La quête de l'enfant est illusoire. Mais l'espoir suscité par cette petite silhouette indistincte sur une vidéo devient de plus en plus mortifère. Sur fond de trafic d'êtres humains, Jeanne se raccroche à l'impossible. Le moment où lui est présenté un enfant, un autre que le sien, qui murmure "maman, c'est moi", les bras tendus, n'est que le début d'un long calvaire émotionnel déchirant qui lui fera abandonner le peu de lucidité qu'il lui reste.


Par la suite, les enfants seront représentés comme des démons issus des tréfonds de la terre ou comme des fantômes dérangeants, déformés et de plus en plus inquiétants à mesure que Jeanne abandonne toute conscience. Dans ce rôle à fleur de peau, Emmanuelle Béart inquiète et fascine tout à la fois. Souffrance palpable, hypnotique, comme si elle était sortie de son propre corps. Elle renoue dans sa beauté ainsi que dans la dureté de son visage, avec celle qu'elle était il y a longtemps, dans Manon des Sources. Rufus Sewell, lui, ne peut que rester en retrait, son personnage impuissant essayant de ramener son épouse à la raison, quoi qu'il lui en coûte.


La quête filmée par Fabrice Du Welz n'a pas pour seul prétexte l'argument fantastique, ni la douleur liée à la perte. En faisant finir son film dans les ruines d'un temple, il ausculte les fissures du couple, après qu'il se soit enfoncé dans la jungle comme on s'enfonce dans la folie. L'implosion, jusqu'ici latente, devient manifeste, ne laissant se développer que les haines et les rancoeurs, les blessures encore à vif, la douleur qui détruit le lien. L'ultime irruption du fantastique se chargera de balayer le peu de sens qu'il restait entre eux.
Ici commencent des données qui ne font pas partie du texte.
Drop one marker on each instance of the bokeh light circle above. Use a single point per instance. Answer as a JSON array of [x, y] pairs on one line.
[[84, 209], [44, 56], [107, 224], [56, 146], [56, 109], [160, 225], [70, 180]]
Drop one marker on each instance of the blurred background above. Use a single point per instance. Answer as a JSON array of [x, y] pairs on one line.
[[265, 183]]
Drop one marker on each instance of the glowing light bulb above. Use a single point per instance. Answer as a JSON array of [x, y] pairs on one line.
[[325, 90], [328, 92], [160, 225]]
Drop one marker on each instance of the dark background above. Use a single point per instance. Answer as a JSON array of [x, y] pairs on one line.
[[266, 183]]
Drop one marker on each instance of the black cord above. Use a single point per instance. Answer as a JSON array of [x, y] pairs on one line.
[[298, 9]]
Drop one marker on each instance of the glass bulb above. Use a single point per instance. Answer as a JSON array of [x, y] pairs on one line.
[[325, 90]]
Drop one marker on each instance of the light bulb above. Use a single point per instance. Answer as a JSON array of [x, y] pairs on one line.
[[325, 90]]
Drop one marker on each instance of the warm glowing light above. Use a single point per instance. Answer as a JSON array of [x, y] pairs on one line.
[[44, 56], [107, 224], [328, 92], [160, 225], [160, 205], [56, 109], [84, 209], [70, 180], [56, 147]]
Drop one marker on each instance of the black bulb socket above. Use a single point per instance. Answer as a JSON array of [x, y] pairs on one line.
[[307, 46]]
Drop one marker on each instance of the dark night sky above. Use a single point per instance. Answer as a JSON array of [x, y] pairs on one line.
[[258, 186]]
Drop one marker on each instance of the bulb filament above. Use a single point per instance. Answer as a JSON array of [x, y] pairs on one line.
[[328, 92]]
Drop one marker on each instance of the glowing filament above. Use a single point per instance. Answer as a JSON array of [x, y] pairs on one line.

Vinyan prend prétexte d'un voyage sans retour pour parler du couple et de ses affres, le fantastique illustrant quant à lui la conscience mourante qui vacille sous les assauts d'apparitions spectrales au visage hâve ou, au contraire, aux traits carmins. Réalité ou délire, la frontière est toute à la fois ténue et mouvante, à l'image de la réalisation de Fabrice Du Welz, qui semble parfois, malheureusement, se perdre un peu en chemin de ses aspirations viscérales et sensorielles. Comme une illustration du constat selon lequel on ne sort jamais indemne de l'enfer.


Behind_the_Mask, enfer vert.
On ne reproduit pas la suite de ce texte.